Articulé autour d’enjeux auxquels fait face une génération vieillissante, le spectacle est essentiellement visuel, puisque l’économie de répliques est habilement traduite par un jeu très physique, mettant en valeur la virtuosité des comédiens. «On veut le moins de mots possible. L’idée c’est de trouver comment on peut passer l’information en allant toujours à l’essentiel. Les comédiens improvisent et moi je coupe, je ramasse ce que je veux, pour que ça soit aussi plaisant à regarder», indique la metteure en scène, comparant les cabrioles des personnages au slapstick de l’iconique Charlie Chaplin. Le défi sera d’autant plus intéressant à observer que les rôles de vieillards sont campés par de jeunes acteurs, dans un renversement carnavalesque qui promet d’ajouter beaucoup à l’aspect comique de cet environnement déjà rocambolesque.
Accomplir le quotidien
Au-delà des pirouettes et des grimaces, le clown s’avère être le véhicule parfait pour jouer avec les codes de la vieillesse, grâce à la profonde humanité qui le caractérise. «Le clown, c’est proche de l’enfance, et les vieux, c’est aussi très proche de l’enfance.
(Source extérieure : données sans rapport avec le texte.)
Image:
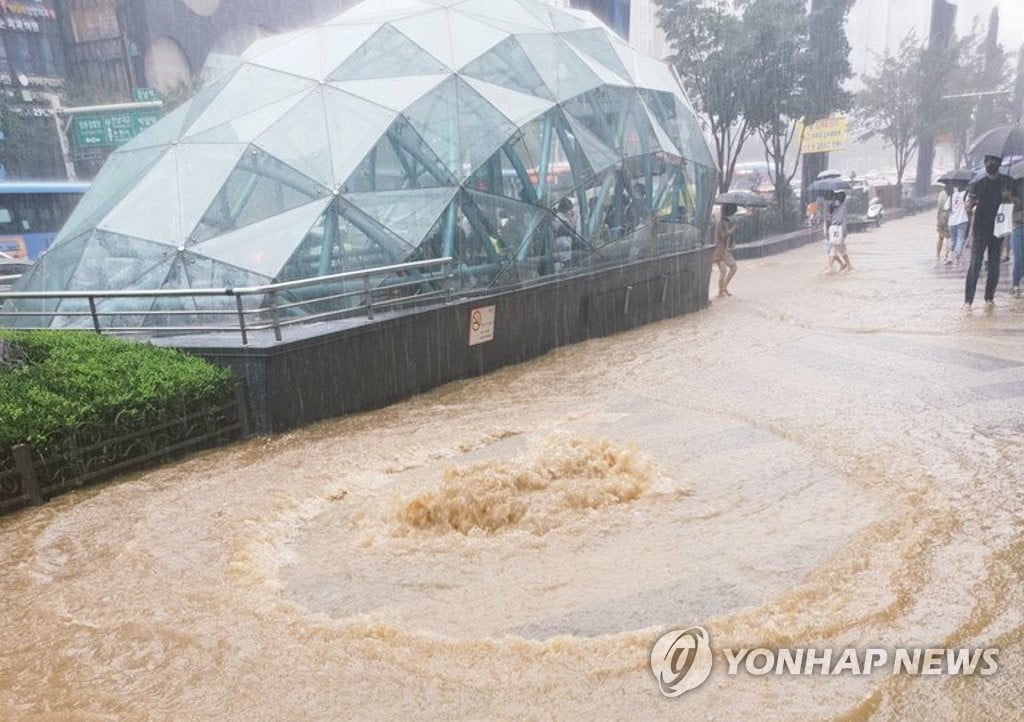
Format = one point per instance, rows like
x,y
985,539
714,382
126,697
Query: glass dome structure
x,y
519,139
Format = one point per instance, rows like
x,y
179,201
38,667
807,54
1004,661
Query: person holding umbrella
x,y
984,198
724,243
724,232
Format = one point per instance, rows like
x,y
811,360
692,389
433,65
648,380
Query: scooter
x,y
876,211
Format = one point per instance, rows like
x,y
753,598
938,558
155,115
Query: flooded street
x,y
820,461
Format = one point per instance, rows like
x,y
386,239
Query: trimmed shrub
x,y
56,381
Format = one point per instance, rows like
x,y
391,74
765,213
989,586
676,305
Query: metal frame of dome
x,y
401,130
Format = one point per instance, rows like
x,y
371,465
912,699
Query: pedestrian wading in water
x,y
836,235
724,243
984,199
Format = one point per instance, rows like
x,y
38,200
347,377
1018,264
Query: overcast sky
x,y
879,25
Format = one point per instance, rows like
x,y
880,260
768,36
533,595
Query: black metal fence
x,y
89,453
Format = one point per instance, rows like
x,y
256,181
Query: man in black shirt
x,y
984,198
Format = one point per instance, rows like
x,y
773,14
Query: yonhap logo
x,y
681,661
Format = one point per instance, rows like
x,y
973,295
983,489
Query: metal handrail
x,y
271,292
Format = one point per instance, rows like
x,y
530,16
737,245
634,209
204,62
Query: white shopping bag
x,y
1004,221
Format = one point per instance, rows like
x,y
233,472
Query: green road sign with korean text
x,y
144,94
111,129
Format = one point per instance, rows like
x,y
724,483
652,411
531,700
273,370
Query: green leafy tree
x,y
828,56
890,104
776,34
712,57
29,147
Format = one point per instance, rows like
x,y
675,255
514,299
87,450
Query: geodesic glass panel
x,y
119,174
397,131
461,127
596,43
562,71
508,66
409,214
260,186
263,247
386,54
399,161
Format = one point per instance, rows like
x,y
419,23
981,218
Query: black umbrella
x,y
829,185
961,175
1001,141
741,198
981,173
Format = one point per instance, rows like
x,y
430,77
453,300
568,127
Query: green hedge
x,y
62,379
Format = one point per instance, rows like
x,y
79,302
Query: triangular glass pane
x,y
399,161
562,71
165,131
247,127
150,209
263,247
208,273
297,55
396,93
353,125
118,262
498,176
595,42
300,139
431,32
508,66
250,88
509,13
343,239
507,223
317,53
660,135
264,45
260,186
598,155
471,38
601,72
653,74
386,54
202,173
462,127
518,108
381,12
409,214
119,174
53,270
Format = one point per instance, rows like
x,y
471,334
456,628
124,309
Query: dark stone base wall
x,y
295,383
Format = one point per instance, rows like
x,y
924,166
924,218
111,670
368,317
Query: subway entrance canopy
x,y
401,130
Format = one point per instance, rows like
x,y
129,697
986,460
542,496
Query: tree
x,y
29,147
828,55
965,74
776,33
890,104
711,55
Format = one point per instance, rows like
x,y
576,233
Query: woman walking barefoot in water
x,y
723,249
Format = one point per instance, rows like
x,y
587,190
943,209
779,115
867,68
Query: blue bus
x,y
32,213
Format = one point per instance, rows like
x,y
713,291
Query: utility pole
x,y
941,35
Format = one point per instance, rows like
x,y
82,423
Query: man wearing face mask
x,y
984,198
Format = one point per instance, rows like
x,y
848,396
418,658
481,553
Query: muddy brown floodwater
x,y
818,461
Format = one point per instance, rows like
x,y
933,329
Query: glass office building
x,y
523,141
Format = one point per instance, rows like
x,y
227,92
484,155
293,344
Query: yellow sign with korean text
x,y
825,135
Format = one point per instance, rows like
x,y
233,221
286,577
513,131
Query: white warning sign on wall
x,y
481,326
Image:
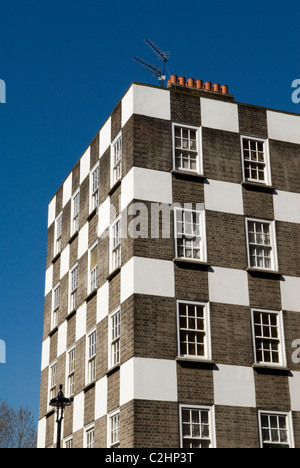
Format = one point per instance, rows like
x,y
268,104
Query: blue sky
x,y
66,65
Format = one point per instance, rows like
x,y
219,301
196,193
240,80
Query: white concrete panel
x,y
224,197
51,211
228,286
81,322
102,302
78,412
127,106
287,207
219,115
83,240
41,438
147,276
148,379
101,398
62,339
290,293
283,127
151,102
49,280
294,384
234,386
65,261
67,190
85,162
45,354
127,382
103,217
105,137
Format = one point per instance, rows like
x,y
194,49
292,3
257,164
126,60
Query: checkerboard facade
x,y
161,345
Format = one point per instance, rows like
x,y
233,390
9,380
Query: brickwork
x,y
149,321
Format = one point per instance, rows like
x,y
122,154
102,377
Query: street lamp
x,y
60,402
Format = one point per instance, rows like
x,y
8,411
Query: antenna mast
x,y
155,70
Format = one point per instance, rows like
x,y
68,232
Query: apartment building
x,y
172,295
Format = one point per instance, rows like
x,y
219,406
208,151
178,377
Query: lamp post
x,y
60,402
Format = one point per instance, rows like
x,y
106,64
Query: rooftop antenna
x,y
155,70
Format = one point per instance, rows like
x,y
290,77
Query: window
x,y
276,430
113,429
190,234
93,268
90,437
115,244
261,244
114,339
116,166
193,330
95,181
75,212
197,427
186,144
91,355
74,288
55,307
53,377
71,372
58,235
256,160
268,337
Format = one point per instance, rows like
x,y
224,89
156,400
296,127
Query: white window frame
x,y
91,359
55,307
75,212
282,354
267,172
116,167
58,226
94,193
211,420
73,291
115,257
114,339
202,234
199,169
207,340
93,274
110,430
289,426
70,372
87,431
273,244
52,392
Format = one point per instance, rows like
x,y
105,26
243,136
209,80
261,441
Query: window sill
x,y
185,262
89,387
53,331
91,295
191,362
114,273
71,314
74,236
269,369
262,272
112,370
114,188
187,175
257,186
91,215
57,256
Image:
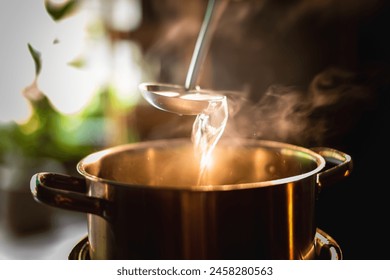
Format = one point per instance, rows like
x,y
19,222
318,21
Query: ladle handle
x,y
203,41
341,166
66,192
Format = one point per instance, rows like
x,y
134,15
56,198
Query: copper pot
x,y
143,200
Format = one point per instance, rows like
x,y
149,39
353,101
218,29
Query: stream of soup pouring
x,y
207,129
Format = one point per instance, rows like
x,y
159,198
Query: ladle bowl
x,y
176,99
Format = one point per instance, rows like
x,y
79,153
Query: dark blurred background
x,y
311,73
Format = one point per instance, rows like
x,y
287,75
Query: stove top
x,y
326,248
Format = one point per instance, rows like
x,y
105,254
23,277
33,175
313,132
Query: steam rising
x,y
289,64
301,116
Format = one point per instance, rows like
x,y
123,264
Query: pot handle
x,y
66,192
340,166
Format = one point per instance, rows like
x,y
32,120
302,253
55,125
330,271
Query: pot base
x,y
326,248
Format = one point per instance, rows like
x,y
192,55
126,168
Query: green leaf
x,y
59,11
37,59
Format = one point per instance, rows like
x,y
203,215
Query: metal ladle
x,y
188,99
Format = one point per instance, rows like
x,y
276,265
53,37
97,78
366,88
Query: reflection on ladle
x,y
188,99
176,99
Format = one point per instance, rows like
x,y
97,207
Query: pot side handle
x,y
66,192
340,163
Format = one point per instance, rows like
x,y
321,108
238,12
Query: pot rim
x,y
285,148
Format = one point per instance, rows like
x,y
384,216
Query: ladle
x,y
189,99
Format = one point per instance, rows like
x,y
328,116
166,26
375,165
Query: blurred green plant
x,y
48,133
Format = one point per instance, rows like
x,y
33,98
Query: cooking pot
x,y
143,200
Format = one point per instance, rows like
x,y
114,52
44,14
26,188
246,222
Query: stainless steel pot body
x,y
143,200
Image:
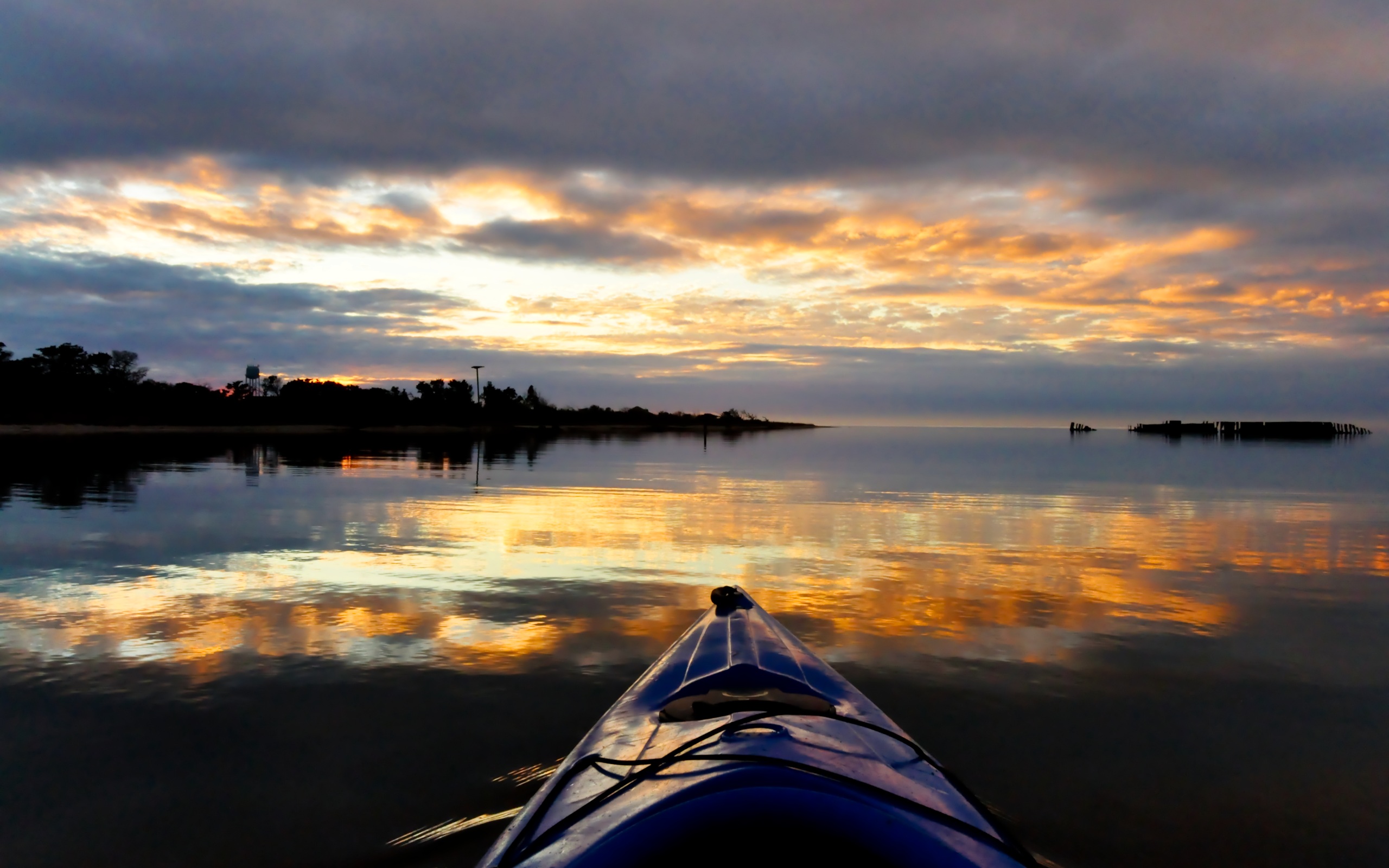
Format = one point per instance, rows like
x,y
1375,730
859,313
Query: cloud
x,y
199,324
564,241
770,88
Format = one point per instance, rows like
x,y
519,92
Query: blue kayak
x,y
741,748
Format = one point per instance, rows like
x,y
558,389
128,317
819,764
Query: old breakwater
x,y
1253,431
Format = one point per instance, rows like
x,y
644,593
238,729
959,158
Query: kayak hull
x,y
740,745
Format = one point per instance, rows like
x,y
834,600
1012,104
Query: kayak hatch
x,y
741,746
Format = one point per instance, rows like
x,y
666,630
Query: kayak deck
x,y
740,738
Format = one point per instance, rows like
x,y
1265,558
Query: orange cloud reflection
x,y
596,576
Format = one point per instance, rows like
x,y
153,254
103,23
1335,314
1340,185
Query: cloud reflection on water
x,y
393,559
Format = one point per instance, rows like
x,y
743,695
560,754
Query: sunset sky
x,y
878,212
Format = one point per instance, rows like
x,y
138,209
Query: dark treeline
x,y
67,385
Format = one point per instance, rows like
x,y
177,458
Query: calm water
x,y
289,652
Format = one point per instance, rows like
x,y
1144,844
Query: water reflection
x,y
291,652
390,553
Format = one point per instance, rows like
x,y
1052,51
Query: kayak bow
x,y
741,746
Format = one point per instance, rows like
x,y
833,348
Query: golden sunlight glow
x,y
703,267
455,579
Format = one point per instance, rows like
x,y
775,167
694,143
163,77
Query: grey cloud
x,y
191,323
194,324
764,88
564,239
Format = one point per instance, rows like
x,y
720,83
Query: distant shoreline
x,y
73,431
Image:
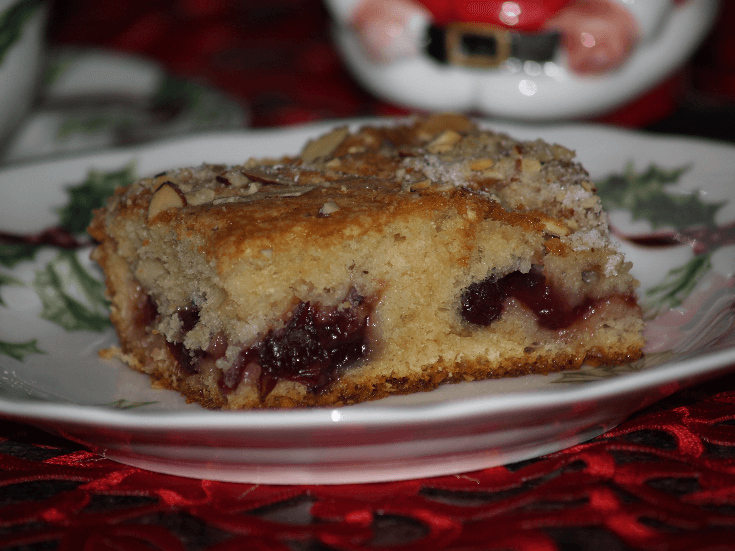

Je trouvais que c’était une matière assez intéressante à exploiter et une ressource très riche où tout est possible. J’aime ces personnages-là, qui sont naïfs et attachants», des archétypes à mobilité réduite, qui transformeront leur salon en cour de récréation.
Un ancien combattant, un musicien jovial, une douce dame, un nouvel arrivant et, au milieu de tout ce cirque, un préposé «qui se tape toute la job avec beaucoup d’amour, en faisant son gros possible». Évidemment, il est difficile d’éviter de parler des côtés moins joyeux des CHSLD, qui ont souvent mauvaise presse, relativement aux coupes budgétaires qu’ils subissent. «Oui, on fait des petits clins d’œil à l’actualité, on dit certaines choses, sauf qu’en même temps, je ne veux pas non plus seulement dénoncer.» Nul besoin de souligner l’état des lieux à gros traits, pense Véronika. Le fait d’aborder le sujet sur une scène suffit pour émettre un commentaire socialement engagé, pour dire les choses sans les nommer.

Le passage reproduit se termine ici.